Nasに関しては、前作の「Untitled」は個人的にはかなり好きなのですが、ファンが求めていたのは今回のようなアルバムではないでしょうか。
最近のHIPHOPのアルバムではやたらにゲストを呼んだり、オートチューンを使ったりすることで変化や「新しさ」を出そうとすることが多いですが、このアルバムは直球勝負。よく練られたトラックにNasのラップが小細工なしにのっている感じ。
ラップのスキルに良し悪しについてはあれこれ語れるほど詳しくはないですが、前半から3曲目の"A Queens Story"あたりを筆頭に切れていると思う。

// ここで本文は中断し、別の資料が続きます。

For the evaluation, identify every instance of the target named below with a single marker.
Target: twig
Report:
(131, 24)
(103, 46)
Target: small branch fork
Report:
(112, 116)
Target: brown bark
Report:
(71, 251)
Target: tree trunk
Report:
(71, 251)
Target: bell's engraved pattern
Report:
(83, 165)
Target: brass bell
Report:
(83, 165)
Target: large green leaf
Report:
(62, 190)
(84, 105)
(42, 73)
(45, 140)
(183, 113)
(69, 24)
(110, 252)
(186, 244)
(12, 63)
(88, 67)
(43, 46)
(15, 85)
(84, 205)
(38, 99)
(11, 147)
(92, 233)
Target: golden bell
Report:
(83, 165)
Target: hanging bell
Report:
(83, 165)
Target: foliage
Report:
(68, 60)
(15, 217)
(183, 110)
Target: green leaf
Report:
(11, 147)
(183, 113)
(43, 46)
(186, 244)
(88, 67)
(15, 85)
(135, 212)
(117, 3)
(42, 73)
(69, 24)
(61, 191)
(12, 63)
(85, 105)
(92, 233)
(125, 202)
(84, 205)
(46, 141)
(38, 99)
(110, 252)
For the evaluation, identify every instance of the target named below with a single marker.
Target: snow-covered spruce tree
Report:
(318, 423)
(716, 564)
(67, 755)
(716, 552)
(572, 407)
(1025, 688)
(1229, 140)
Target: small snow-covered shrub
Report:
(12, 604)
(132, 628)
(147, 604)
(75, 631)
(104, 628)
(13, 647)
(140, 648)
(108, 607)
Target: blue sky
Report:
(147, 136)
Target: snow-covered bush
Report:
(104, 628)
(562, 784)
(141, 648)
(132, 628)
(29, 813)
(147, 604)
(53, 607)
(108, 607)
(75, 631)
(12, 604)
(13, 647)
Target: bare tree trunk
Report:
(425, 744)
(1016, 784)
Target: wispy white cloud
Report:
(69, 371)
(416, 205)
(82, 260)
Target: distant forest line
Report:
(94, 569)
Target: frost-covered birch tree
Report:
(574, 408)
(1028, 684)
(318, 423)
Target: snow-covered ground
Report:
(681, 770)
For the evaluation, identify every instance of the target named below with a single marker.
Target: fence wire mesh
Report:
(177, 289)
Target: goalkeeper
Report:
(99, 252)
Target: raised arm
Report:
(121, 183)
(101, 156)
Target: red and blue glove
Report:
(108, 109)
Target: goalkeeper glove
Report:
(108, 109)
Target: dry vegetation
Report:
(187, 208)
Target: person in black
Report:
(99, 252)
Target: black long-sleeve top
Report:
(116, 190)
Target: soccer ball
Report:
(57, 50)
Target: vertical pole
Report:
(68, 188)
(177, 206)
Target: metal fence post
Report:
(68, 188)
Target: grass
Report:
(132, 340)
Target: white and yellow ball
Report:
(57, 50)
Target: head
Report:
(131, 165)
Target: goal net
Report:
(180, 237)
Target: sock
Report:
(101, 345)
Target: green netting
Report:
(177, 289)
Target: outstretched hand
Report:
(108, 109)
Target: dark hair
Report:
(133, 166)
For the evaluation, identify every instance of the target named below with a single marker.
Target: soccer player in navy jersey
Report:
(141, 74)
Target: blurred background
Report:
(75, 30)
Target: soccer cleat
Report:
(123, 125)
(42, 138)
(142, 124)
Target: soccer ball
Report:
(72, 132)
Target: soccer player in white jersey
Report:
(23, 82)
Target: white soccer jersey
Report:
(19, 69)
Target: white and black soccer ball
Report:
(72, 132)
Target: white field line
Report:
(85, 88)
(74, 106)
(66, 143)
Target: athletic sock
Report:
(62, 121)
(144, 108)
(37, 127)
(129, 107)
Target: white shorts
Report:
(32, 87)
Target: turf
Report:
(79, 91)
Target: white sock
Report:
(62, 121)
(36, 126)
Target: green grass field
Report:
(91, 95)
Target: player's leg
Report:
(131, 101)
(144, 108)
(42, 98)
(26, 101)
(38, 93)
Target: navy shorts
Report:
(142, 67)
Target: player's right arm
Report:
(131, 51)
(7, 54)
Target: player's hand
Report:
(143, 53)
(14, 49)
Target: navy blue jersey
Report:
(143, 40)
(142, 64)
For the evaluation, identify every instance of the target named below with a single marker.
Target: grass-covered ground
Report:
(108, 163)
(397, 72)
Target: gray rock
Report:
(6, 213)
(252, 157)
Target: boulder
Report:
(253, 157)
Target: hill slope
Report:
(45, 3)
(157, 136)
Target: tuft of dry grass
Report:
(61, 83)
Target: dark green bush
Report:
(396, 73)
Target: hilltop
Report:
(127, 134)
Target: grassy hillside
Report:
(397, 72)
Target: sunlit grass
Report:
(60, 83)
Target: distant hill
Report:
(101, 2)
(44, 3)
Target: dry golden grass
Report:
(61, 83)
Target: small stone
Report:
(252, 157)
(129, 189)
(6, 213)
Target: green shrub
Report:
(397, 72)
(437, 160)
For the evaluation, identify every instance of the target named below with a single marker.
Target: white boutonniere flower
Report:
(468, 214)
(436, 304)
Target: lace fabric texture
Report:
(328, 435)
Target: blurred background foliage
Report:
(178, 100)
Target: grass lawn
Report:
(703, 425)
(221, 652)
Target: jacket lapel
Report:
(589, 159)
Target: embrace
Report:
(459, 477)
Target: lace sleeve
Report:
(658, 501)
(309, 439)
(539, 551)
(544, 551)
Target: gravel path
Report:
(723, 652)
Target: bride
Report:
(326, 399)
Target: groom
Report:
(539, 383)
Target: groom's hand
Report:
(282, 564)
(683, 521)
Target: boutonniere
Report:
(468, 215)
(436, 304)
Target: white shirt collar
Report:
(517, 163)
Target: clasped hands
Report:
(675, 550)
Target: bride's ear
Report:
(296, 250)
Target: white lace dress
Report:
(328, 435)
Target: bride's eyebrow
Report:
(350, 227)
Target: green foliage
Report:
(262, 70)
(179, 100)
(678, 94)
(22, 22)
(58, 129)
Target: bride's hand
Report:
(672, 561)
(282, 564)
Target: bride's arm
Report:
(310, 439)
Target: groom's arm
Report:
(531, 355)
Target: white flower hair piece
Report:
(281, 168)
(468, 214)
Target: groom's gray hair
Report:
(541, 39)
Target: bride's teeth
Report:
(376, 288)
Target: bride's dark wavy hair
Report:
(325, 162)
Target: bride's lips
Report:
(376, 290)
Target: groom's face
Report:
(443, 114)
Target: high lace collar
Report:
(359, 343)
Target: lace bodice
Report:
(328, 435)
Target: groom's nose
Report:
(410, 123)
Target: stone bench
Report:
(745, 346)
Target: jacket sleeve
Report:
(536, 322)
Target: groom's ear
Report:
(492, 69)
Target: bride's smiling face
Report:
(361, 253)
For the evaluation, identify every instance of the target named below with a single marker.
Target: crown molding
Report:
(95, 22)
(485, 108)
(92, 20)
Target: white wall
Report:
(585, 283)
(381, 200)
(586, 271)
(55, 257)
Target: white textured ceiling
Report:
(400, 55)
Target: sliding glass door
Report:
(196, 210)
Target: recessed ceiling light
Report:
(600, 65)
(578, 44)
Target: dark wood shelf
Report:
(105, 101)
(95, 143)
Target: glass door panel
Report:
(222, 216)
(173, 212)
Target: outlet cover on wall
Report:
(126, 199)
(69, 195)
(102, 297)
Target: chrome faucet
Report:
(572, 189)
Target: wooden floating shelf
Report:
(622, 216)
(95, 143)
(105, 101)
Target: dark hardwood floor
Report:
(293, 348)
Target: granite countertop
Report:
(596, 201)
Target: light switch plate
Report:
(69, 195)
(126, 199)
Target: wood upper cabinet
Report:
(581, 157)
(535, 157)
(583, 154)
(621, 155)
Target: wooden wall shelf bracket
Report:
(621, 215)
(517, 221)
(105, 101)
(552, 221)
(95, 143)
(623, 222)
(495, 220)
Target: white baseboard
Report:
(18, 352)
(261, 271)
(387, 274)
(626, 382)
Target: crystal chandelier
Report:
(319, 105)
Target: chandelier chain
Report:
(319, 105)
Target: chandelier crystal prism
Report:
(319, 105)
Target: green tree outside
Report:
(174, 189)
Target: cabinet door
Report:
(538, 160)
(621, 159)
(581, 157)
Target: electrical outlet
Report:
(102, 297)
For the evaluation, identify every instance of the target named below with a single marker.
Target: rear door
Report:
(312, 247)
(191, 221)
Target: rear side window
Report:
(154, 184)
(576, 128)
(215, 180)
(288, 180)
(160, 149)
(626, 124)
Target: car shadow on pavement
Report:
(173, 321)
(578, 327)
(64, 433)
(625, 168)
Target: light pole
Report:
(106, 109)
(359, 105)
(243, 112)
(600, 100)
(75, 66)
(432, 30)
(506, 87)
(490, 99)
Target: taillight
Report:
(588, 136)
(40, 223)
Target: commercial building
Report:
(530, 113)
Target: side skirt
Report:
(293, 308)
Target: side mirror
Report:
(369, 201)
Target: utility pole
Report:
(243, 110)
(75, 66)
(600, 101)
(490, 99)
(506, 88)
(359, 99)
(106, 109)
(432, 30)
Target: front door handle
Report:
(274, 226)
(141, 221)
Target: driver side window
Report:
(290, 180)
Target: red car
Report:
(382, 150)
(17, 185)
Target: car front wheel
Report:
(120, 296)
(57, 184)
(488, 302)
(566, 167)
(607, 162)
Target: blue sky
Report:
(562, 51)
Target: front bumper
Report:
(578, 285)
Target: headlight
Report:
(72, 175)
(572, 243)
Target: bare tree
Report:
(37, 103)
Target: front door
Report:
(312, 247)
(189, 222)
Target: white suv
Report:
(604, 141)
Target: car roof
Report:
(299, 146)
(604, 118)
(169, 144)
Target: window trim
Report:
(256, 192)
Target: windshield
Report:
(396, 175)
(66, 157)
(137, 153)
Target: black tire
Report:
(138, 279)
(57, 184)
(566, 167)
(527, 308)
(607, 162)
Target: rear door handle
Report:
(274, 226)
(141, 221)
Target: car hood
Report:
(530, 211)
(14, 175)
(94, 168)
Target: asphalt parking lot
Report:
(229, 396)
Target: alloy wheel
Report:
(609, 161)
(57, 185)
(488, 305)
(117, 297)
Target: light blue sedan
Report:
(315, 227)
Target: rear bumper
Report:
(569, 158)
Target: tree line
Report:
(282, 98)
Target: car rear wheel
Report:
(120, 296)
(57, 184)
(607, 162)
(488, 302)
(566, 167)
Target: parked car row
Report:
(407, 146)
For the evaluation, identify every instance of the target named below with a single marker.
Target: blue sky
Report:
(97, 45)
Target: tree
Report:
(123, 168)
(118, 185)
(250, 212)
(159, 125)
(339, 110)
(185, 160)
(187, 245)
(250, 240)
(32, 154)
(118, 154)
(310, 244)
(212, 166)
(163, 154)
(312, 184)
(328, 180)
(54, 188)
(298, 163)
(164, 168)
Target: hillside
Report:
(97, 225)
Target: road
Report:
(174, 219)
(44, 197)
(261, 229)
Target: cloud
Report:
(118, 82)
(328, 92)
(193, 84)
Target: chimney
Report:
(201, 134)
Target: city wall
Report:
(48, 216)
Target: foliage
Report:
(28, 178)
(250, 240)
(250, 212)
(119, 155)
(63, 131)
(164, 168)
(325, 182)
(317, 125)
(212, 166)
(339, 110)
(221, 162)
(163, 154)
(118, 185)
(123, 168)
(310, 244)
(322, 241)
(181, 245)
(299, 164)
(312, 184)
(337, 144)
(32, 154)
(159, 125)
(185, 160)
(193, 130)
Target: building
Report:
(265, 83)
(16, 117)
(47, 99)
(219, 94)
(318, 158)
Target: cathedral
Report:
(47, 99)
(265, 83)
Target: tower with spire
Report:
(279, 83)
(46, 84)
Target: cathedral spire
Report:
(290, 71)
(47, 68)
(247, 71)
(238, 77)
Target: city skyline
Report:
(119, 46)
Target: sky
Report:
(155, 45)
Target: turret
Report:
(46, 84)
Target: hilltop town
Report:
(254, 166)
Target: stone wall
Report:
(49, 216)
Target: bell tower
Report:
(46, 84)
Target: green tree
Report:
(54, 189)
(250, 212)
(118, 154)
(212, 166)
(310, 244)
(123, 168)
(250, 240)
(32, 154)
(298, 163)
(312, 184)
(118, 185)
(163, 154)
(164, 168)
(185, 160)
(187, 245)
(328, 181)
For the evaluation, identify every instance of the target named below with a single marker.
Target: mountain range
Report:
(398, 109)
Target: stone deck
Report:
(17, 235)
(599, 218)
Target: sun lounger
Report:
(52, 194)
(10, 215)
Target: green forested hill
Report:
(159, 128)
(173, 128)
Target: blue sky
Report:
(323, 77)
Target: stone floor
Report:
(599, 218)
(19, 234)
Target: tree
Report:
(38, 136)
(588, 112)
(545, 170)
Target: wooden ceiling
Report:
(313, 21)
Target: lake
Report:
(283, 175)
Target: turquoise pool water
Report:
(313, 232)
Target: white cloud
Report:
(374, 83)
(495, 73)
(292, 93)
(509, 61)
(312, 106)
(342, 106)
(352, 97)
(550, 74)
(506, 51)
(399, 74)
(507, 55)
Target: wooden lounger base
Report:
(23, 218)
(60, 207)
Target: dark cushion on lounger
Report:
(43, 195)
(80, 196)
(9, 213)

トラックでは7曲目の"World's An Addiction"の重々しいトラックが良いアクセントになっている。そして、こういう思いトラックにもしっかりとNasのラップは対抗できている。かと思うと"Back When"みたいな軽めのトラックにもうまく合わせてくるわけで、このアルバムではNasのいろいろな面が楽しめるようになっています。
そしてゲストに関していえば何と言っても"Cherry Wine"のAmy Winehouse。
昨年亡くなったAmy Winehouseですが、そのソウルフルな声はさすがの存在感。ラストに「Life Is Good」とラップを被せてくる展開はやや臭い気もしますが、このアルバムの流れの中では説得力がありますね。
というわけで、かなりいいアルバムなのですが、シングルになった"Nasty"はデラックス・エディションのみに収録。
通常盤に"Nasty"も入れて1時間くらいにまとめてくれたほうが個人的には良かったですが、70分超でもダレずに聴けると思います。